The proposed system architecture of TCLS consists of two ARM cores (*CPU0* and *CPU1*), a MicroBlaze core (*CPU2*), a module *Checker-Injector*, three dual-port BRAM memory blocks, an additional DDR SDRAM memory and other miscellaneous blocks (see Fig. 1). The MicroBlaze core was implemented in the PL side and is tripled at module level using the TMR scheme where each input/output port was linked to a majority vote. This scheme was introduced to protect the MicroBlaze core from soft errors that may occur in the configuration memory. This scheme also protects internal core memories from bit-flips. Besides, all cache levels available



Fig. 1. Block diagram of the proposed triple-core lockstep technique (TCLS)

for both ARM and MicroBlaze processor were disabled to improve device reliability [13].

As illustrated in Fig. 1, each ARM and MicroBlaze core is linked to its own private dual-port BRAM memory used to store the corresponding core application data and processor context. Processor cores, however, share external SDRAM memory that stores program instructions for each core at different locations. These three BRAM memory blocks are located in the PL portion of Zynq APSoC and are accessed by an individual AXI BRAM controller through an Advanced eXtensible Interface (AXI) interconnect block by both ARM cores. However, the MicroBlaze core can only access its own allocated BRAM memory through a private AXI BRAM controller (not shown in Fig. 1). Notice that BRAM Memory0 and BRAM Memory1 were secured against soft errors using TMR, while Error-Correcting Code (ECC) circuitry [14] was applied to both BRAM controllers associated with BRAM Memory2 for the same reason.

As shown in Fig. 1, the Checker-Injector module is attached to the second ports of BRAM Memory0 and BRAM Memory1 and has to objectives: firstly, to monitor the execution of the lockstep and verify the accuracy of CPU0 and CPU1 at each step; secondly, to inject faults into the system for testing purposes. This module is a custom-built IP which is implemented in Zynq APSoC's PL side; it is also protected against soft errors using TMR. Finally, though all of our system's PL components are clocked at  $\approx 91$  MHz, the PS dual-core ARM processor operates at 650 MHz.

#### B. Methodology

The proposed lockstep technique operates by running the same application concurrently in all three cores, where the application is partitioned into code execute blocks, i.e. portions of the original program code combined with redundant software code, i.e. consistency check, checkpoint and recovery routines. There is a verification point (VP) located between each code block.
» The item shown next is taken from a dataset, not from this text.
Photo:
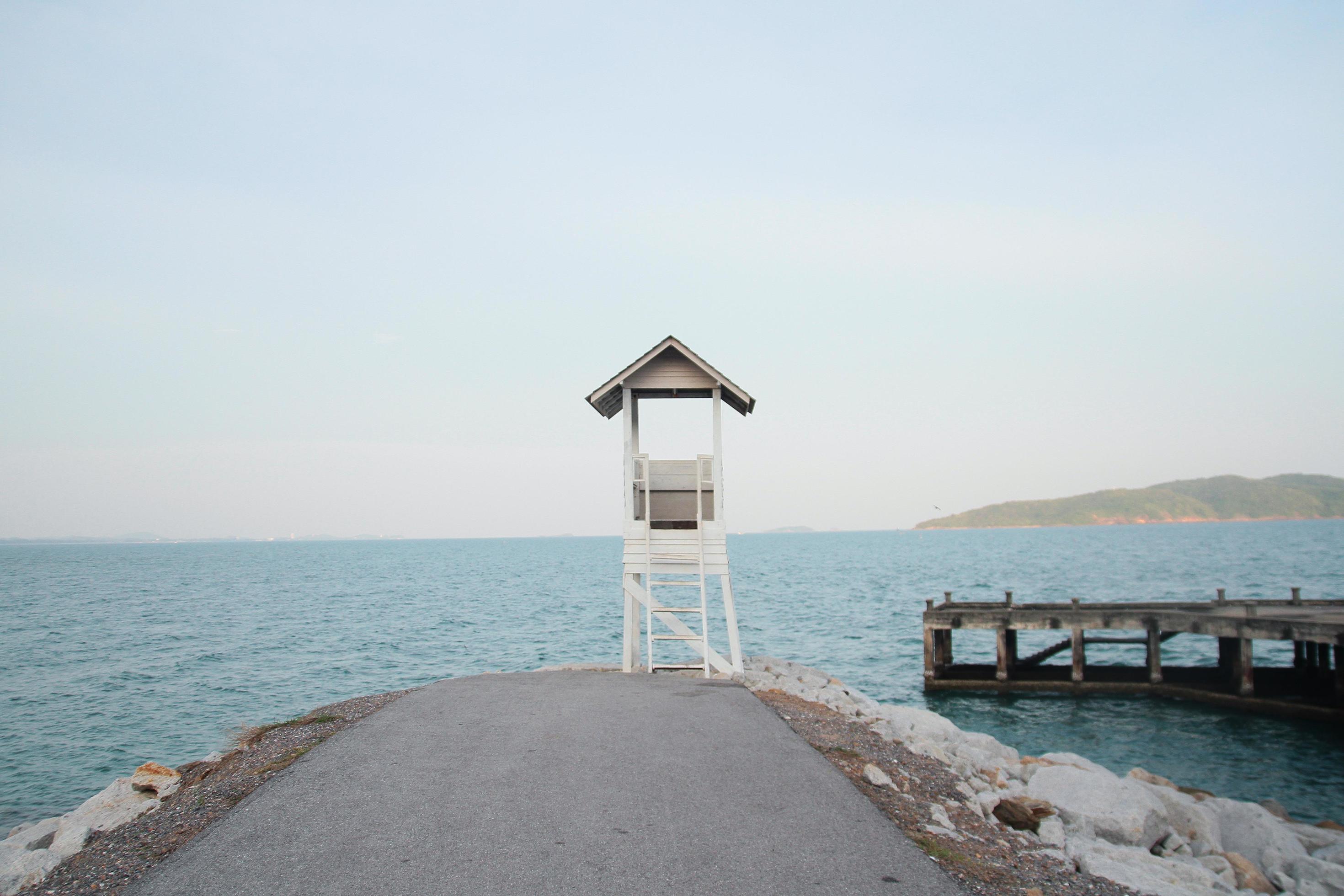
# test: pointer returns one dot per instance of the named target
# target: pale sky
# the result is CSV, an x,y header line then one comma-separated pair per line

Also, a VP is positioned at the beginning

of the program code such that the number of VPs equals the number of execution blocks plus one.

Fig. 2 displays functional block diagram for the proposed TCLS technique operating under fault-free conditions. When the program execution hits a VP on an ARM core, the status of that specific core, which is a signature reflecting the actual CPU state, is written on its corresponding BRAM memory and then the execution is locked on the core. During this lock, the Checker-Injector module, also called ChkInj IP, creates an interrupt for each core, i.e. CPU0 and CPU1, through the General Interrupt Controller (GIC) in Fig. 1, to allow access to both ARM core registers. Subsequently, first output results and then the register files of CPU0 and CPU1 are checked and compared by the Checker-Injector module as indicated in Fig. 2. If no difference is detected between the outputs and the register values of CPU0 and CPU1, the device is deemed to be in a safe state, and a new interrupt is created individually by the Checker-Injector module for CPU0 and CPU1 to start a checkpoint operation and save the context of the ARM cores, which is further explained in the subsection III-C.



Fig. 2. Functional block diagram for the proposed TCLS technique (Init = Initialization, CKR = Checker)

However, if a mismatch is found in the output results of *CPU0* and *CPU1*, the MicroBlaze core outputs, i.e. *CPU2*, are accessed for the current VP in their respective BRAM memory for comparison with the corresponding outputs of



Fig. 3. Process flowchart for the Checker-Injector module

the two ARM cores. If *CPU2* outputs match the output of one of the ARM cores, then the core with matching outputs will be considered safe and the other faulty. In that case, the *Checker-Injector* module must produce an interrupt to retrieve the defective ARM core using the roll-forward mechanism discussed in subsection III-D. However, if the output results of neither *CPU0* nor *CPU1* match those of *CPU2*, both ARM cores will be recovered using the roll-back method (see subsection III-D) following an interruption by the *Checker-Injector* module. While the MicroBlaze core operates synchronously with *CPU0* and *CPU1* in a lock-step fashion, no checkpoint or recovery operation is performed particularly for it.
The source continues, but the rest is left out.